However, Delia's gets a quizzical, possibl y disbelieving lift of her eyebrow, and she gestures to her… What do you call your lover's daughter? Well, Lynette gestures to her whatever her title may be and smiles in Abby's direction, "But it's not all bad, see?"
"Yeah, the cut" Abby looks over to Huruma, threatening to bring it closer to the dark skinned woman, as if it might be actual fire itself. "I think she though that just because I can turn into fire, that the shade is flattering on me" But Delia enters, with child on hip and a ravaging of the cupboard for the Jelly. "Take it, I know there's some more coming on the boat when I leave, and I can get some at the store when I come back again, for you and Benji" Abigail offers to the nurse.
No need to worry about baby hands, there's a covering of thick plastic to do that job, protecting it. "Kasha likes it though" Which either says that Kasha has good choice in clothing for a six year old, or very poor. "Really though, this is a test of friendship? Sticking your friends in the ugliest color possible and seeing if they'll willing do it, and let you take pictures of ones self in it for posterity and evidence"
The dress is shook again. "I call this justifiable Homicide. I'm sorry judge, she made me wear salmon orange, I had to do it, for the better of the world"

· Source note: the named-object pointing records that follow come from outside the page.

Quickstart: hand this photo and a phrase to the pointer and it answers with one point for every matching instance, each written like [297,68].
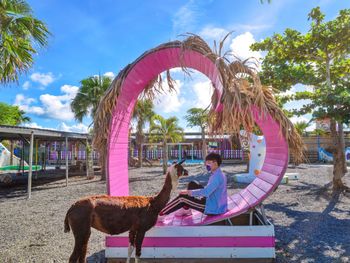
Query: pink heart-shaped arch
[143,71]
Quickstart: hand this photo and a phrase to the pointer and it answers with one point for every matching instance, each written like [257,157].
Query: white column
[31,146]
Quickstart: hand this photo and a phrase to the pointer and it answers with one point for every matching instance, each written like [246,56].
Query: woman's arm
[206,191]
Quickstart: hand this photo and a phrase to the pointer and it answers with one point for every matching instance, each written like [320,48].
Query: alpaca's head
[176,171]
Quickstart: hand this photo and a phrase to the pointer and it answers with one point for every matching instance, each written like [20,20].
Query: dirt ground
[311,224]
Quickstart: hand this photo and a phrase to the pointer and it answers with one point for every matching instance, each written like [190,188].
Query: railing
[156,154]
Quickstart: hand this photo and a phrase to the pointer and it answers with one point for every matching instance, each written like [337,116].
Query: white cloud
[52,106]
[240,47]
[25,104]
[171,101]
[26,85]
[109,74]
[33,125]
[203,91]
[42,78]
[184,19]
[80,127]
[213,33]
[58,107]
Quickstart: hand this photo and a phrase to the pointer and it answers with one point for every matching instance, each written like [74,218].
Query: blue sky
[101,37]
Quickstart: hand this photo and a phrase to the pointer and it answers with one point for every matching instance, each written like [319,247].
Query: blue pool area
[188,161]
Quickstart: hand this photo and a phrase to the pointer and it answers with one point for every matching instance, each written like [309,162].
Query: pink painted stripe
[195,241]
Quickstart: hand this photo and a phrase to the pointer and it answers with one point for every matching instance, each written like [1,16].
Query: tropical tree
[88,97]
[165,130]
[86,102]
[199,117]
[301,126]
[12,115]
[143,113]
[319,58]
[20,34]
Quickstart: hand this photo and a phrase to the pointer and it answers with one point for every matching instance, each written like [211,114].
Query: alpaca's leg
[81,233]
[131,244]
[138,243]
[85,240]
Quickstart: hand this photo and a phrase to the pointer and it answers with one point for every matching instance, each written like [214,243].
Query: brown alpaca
[116,214]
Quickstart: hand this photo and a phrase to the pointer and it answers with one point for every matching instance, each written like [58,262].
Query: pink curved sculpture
[144,70]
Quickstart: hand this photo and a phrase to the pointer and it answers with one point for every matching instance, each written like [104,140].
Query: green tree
[12,115]
[165,130]
[20,34]
[301,126]
[87,99]
[319,58]
[199,117]
[86,102]
[143,113]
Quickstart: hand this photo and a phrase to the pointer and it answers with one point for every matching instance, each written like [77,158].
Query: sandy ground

Huruma narrows her eyes a moment, offended also in her sense of taste. She peers down over her shoulder to Delia and the baby, moving further in so they can pass into the room. Not getting too close to the chiffon, mind you. "Might as well go all th'way, wear a hat with a stuffed bird on it…" She holds her long hands up, forming them in the air around her head, as if testing a large hat. "She would like a burlap sack, if it meant you would be wearing it." It is difficult to tell if she is being catty, or if she is honest; sometimes, they know for Huruma the two are not always mutually exclusive.
"No sane person would convict you." Huruma smiles toothily, giving the dress a fair berth as she crosses into the room, eyes scanning over the flat surfaces in search of something. She doesn't seem to find it, whatever it was. "What does th'littlest one think, hm?" Huruma turns her eyes down to Benji, not quite lingering near. "Abomination, or masterpiece?" Only partially rhetorical.
"It's not that bad," Delia mumbles, looking a little exhausted as well as exasperated. She carefully places the boy on the counter as she shakes the last of the jam out of the jar and onto the bread. It's entirely too much to balance on the small bit and berries fall off the side, creating a sticky mess for him to play in. "Compare it to what we usually wear around here, it's really not."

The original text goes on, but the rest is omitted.